Andy Warhol's Pop Art
Sculptural installations, impressionist and modern art, innovative furniture…all this and a square meal makes October’s last week a treasure trove for museum hopping and auction previews. Here’s the Scoop!!!
KATRIN SIGURDARDOTTIR AT THE MET This Icelandic artist, known for her detailed renditions of places, both real and fictional often incorporates an element of surprise, draws the viewer into a fantasy experience. Entitled Boiseries, the installations are full-scale renditions of 18th-Century French rooms preserved at the Met. Visitors are invited to walk among panels based on the Hotel de Cabris period room and looking through surveillance mirrors, they will be able to see inside the rooms Katrin has created with replica furniture based on the Hotel de Crillon period room in the Met’s Wrightsman Galleries. Simultaneously on exhibit is Innovative Furniture by American designer Charles Rohlfs, which combines elements of Arts and Crafts and Art Nouveau. Recently opened. www.metmuseum.org.
SOTHEBY’S IMPRESSIONIST AND MODERN ART
Auction previews offer a superb opportunity to see first hand art works, not in museums, from an early painting by Eugene Boudin from 1868 to a Pablo Picasso canvas from 1970s. The preview prior to the autumn evening sale Nov. 2, also includes important works; Amedeo Modigliani’s nude, Nu assis sur un divan (La Belle Romain), estimated in excess of $40 million and Le Bassin aux Nympheas, a spectacular canvas from Claude Monet’s iconic water lilies series, estimated $20/30 million and Andy Warhol’s Coco-Cola, an icon of the Pop Art movement, estimated at $20/25 million, among others. On view starting Oct. 19th. York Avenue at 72nd, www.sothebys.com.
SQUARE MEAL
I don’t often recommend restaurants, but finding a nice place to have lunch without breaking your budget is of prime concern when one is uptown museum and gallery hopping.

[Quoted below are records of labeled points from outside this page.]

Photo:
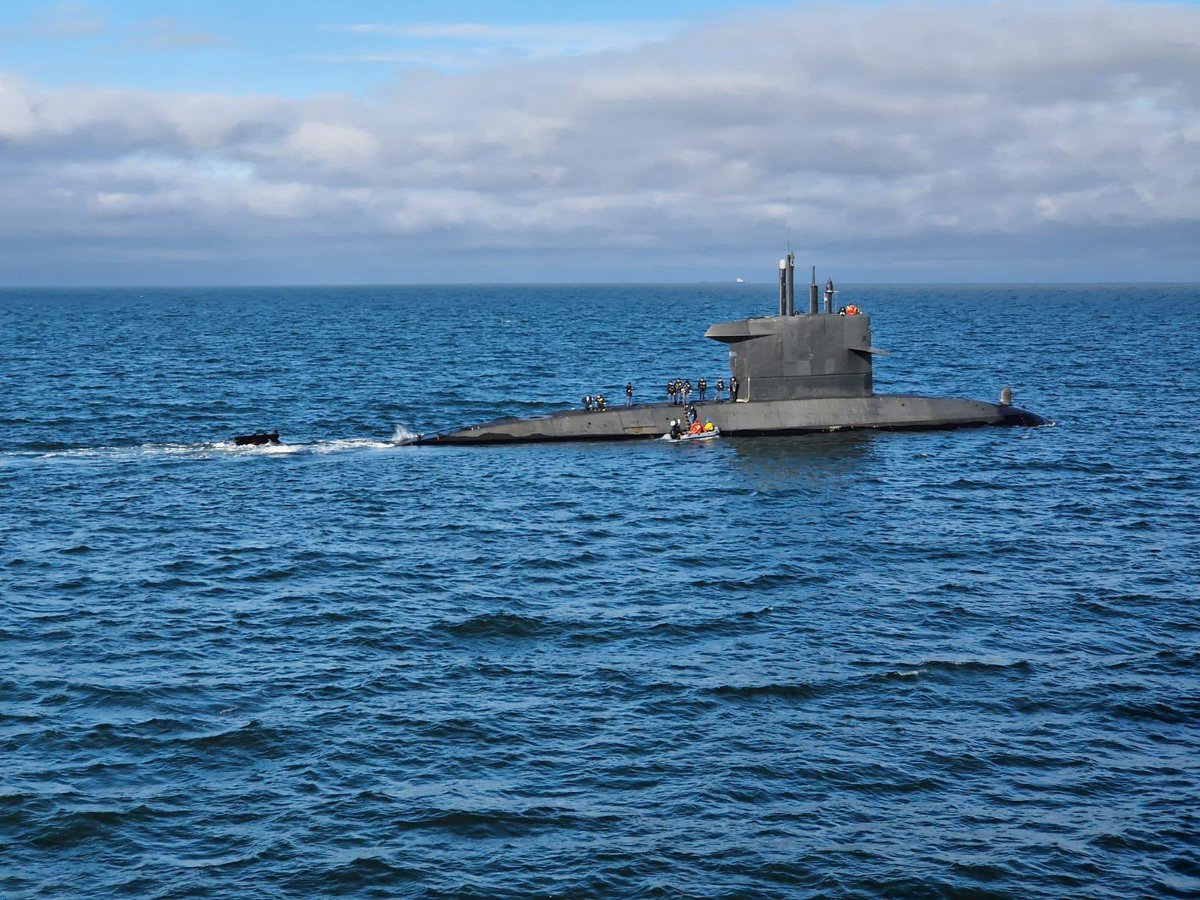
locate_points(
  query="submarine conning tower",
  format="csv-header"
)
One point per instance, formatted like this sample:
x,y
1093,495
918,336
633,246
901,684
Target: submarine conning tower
x,y
799,357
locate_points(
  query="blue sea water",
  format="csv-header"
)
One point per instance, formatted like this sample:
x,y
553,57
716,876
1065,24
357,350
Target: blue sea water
x,y
929,664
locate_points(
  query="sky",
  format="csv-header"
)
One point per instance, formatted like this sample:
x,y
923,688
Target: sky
x,y
372,142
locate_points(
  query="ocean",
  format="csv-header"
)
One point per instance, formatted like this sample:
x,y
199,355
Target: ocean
x,y
913,664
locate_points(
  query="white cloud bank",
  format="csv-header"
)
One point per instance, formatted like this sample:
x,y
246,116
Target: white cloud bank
x,y
897,141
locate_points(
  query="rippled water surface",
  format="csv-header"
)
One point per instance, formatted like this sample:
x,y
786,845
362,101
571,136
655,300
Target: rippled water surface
x,y
903,664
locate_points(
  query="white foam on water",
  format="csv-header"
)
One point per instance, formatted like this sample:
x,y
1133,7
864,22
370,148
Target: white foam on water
x,y
402,435
216,449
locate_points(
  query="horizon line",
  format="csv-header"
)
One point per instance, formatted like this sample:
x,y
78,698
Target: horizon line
x,y
161,286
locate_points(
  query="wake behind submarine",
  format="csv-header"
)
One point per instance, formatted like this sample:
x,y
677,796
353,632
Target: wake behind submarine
x,y
798,375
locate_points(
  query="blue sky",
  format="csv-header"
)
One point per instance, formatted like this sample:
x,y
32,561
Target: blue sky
x,y
389,142
300,48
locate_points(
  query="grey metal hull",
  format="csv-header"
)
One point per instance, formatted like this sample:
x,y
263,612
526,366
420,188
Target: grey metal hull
x,y
763,417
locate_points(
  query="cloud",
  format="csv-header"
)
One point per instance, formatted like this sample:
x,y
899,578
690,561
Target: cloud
x,y
61,21
969,141
526,41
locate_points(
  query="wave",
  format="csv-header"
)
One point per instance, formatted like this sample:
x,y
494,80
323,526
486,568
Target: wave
x,y
205,449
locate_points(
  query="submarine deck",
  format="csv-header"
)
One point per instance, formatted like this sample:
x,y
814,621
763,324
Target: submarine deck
x,y
743,419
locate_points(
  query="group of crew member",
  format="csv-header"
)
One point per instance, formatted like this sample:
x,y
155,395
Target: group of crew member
x,y
600,403
679,390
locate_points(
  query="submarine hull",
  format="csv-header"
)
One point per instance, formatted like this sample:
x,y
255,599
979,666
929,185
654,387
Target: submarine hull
x,y
757,418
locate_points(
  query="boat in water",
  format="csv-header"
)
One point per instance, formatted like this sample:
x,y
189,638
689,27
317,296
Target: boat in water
x,y
258,438
683,436
797,373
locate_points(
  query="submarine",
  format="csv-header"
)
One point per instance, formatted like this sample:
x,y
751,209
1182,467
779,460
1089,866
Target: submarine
x,y
797,373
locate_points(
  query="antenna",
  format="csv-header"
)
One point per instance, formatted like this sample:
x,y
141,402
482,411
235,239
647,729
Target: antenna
x,y
789,222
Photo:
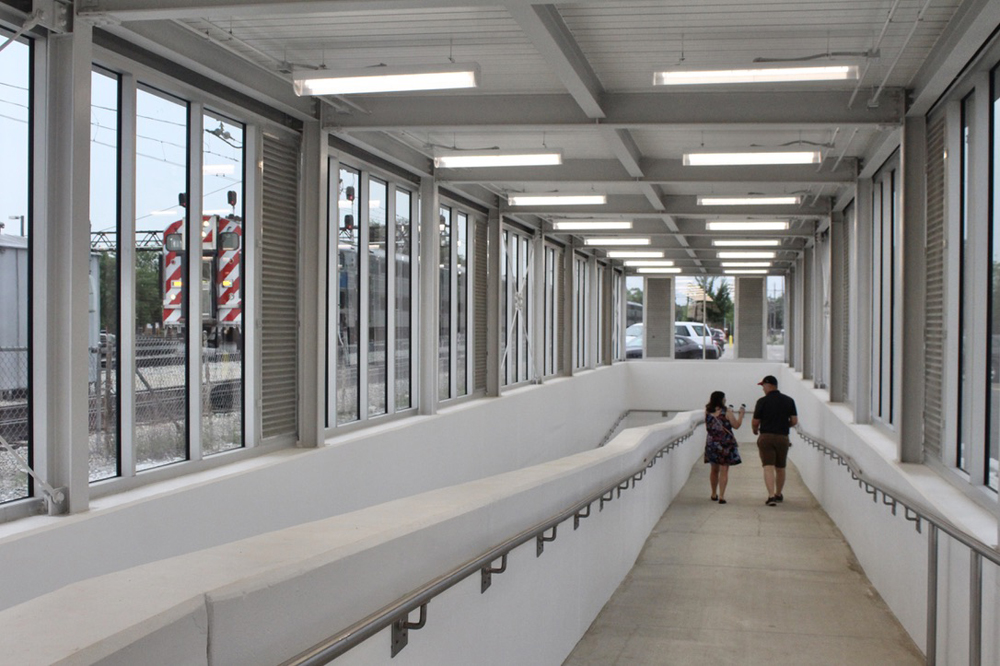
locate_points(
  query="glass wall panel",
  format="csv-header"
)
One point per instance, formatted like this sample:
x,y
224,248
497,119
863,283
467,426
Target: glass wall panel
x,y
444,312
966,288
161,334
223,169
462,304
378,273
15,248
506,315
103,325
348,328
993,336
404,285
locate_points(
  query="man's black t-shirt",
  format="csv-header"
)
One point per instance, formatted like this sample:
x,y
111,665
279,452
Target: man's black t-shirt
x,y
773,412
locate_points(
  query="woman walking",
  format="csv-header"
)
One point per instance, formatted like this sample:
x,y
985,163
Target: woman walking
x,y
721,450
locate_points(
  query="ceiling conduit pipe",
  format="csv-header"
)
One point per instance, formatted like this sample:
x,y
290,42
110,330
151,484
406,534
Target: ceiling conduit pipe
x,y
920,17
875,49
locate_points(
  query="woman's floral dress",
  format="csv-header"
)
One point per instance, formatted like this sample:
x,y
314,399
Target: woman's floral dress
x,y
720,445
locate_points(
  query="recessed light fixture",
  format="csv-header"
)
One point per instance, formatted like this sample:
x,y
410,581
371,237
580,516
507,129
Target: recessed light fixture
x,y
756,75
385,79
746,243
635,254
753,158
650,262
750,225
616,240
556,199
591,225
745,255
470,159
781,200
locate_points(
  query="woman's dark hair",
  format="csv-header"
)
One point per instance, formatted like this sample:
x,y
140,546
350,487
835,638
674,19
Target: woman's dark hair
x,y
718,399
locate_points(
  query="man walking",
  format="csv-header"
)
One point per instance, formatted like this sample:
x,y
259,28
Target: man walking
x,y
773,416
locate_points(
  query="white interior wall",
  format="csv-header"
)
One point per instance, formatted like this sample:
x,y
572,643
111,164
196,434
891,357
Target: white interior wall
x,y
467,441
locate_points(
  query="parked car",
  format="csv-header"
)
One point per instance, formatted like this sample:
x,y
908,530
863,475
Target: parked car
x,y
696,331
719,337
685,347
633,341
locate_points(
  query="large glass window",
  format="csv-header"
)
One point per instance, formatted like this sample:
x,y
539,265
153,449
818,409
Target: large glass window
x,y
15,248
378,314
160,280
103,324
553,275
966,287
444,304
348,328
369,297
222,285
516,296
581,284
403,309
462,304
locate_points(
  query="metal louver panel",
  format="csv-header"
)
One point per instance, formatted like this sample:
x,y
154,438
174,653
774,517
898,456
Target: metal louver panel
x,y
845,314
934,343
751,306
480,305
279,289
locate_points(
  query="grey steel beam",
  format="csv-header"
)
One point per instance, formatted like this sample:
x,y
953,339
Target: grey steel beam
x,y
653,172
690,111
546,30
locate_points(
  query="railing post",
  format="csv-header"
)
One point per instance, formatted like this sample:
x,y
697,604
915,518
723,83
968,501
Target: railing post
x,y
931,649
975,608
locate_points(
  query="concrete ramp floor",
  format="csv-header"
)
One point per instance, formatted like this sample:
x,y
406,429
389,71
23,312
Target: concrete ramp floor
x,y
744,583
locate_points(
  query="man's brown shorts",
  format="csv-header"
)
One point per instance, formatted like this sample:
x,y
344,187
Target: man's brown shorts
x,y
773,449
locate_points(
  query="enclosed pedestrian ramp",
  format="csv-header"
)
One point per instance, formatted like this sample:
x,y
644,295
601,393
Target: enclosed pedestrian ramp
x,y
744,583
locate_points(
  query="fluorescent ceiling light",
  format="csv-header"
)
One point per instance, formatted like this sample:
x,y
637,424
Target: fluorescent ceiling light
x,y
649,262
745,255
556,199
385,79
635,254
756,75
751,225
753,158
616,240
746,243
469,159
749,201
590,225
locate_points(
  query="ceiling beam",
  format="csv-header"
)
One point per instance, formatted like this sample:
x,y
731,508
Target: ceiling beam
x,y
634,206
141,10
657,172
546,30
628,111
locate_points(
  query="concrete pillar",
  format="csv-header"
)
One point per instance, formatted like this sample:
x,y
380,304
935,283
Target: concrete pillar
x,y
60,236
658,297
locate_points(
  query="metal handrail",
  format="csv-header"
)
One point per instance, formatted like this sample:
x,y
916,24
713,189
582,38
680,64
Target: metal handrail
x,y
396,614
917,513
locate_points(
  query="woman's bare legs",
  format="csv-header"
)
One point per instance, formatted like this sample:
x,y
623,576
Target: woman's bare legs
x,y
723,480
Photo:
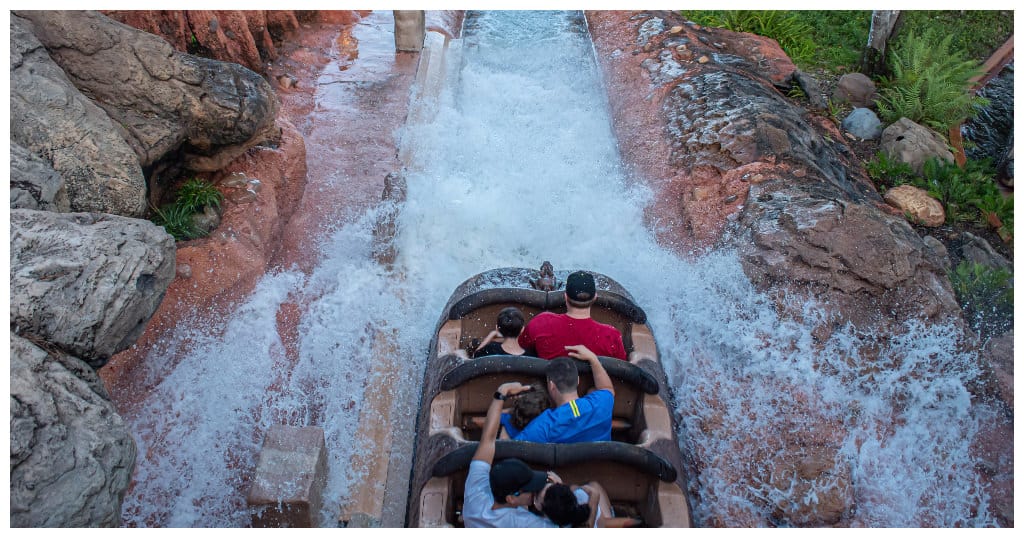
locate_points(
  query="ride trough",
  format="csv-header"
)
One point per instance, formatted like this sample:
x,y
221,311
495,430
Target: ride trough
x,y
641,467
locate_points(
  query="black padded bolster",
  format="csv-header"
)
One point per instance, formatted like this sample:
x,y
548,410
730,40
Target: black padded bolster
x,y
553,455
497,295
531,366
545,300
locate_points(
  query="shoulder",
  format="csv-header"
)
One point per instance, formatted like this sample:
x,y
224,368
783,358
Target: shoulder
x,y
537,430
545,317
601,396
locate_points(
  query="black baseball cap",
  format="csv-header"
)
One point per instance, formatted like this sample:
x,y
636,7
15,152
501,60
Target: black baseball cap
x,y
510,476
580,286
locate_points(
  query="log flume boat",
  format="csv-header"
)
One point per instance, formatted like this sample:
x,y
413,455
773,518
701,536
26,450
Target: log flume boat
x,y
641,467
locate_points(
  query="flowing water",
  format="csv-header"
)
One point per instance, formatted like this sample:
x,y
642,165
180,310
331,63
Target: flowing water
x,y
519,165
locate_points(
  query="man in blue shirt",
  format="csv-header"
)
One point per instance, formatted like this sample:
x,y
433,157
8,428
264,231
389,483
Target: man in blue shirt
x,y
573,419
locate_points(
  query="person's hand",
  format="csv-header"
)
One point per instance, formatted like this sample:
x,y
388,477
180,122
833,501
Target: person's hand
x,y
513,387
492,336
581,352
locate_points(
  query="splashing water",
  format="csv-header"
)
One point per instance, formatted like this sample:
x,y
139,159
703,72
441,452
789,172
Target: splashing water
x,y
519,165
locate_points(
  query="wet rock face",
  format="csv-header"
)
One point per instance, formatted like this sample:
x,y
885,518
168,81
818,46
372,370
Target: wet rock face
x,y
869,266
916,205
240,37
733,162
86,283
166,104
855,88
992,130
71,455
34,183
51,119
728,119
749,168
911,143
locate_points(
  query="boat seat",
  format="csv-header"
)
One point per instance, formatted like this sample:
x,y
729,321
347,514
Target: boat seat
x,y
475,422
531,366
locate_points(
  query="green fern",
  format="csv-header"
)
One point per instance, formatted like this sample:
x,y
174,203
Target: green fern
x,y
177,220
888,170
784,27
196,194
985,294
930,83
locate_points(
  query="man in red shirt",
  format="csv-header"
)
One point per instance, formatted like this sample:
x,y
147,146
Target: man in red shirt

One such place is SQUARE MEAL, at 30 E. 92nd St. just off Madison Ave. This restaurant’s weekly lunch Tuesday through Friday from 11 to 2:30 pm has reasonable price points on its rather substantial and original menu. I ordered $10 omelet with twice-baked potato and toasted cornbread and my companion took the Square Meal burger (5 oz.) with oven fries and homemade ketchup $14. Check out the menu at www.squaremealnyc.com.
THE GREAT CRASH OF 1929
This unique annual guided walking tour of Lower Manhattan commemorates the Great Crash of 1929, the Panic of 1907 stock market collapse, and delves into the political, financial, real estate and architectural history of Wall street and New York City. The tour shows that despite such adversities as the Great Fires of 1776 and 1835, and the financial panics and the 9/11/01 terrorist attach and the financial crisis of 2008, New York and Wall Street have always recovered their position as the world’s financial capital. Tour meets at the Museum of American Finance, 48 Wall St., Oct. 30th, 1 to 4 pm. Cost: $15. Email lseeger@moaf.org or call 212-908-4110.
Ta Ta Darlings!!! I think I’ll check out the preview art works at Sotheby’s. Fan mail always welcome at: pollytalk@verizon.net. Do look at Polly’s Blogs. Go to www.pollytalk.com and click on the Blog of your choice in the right hand column.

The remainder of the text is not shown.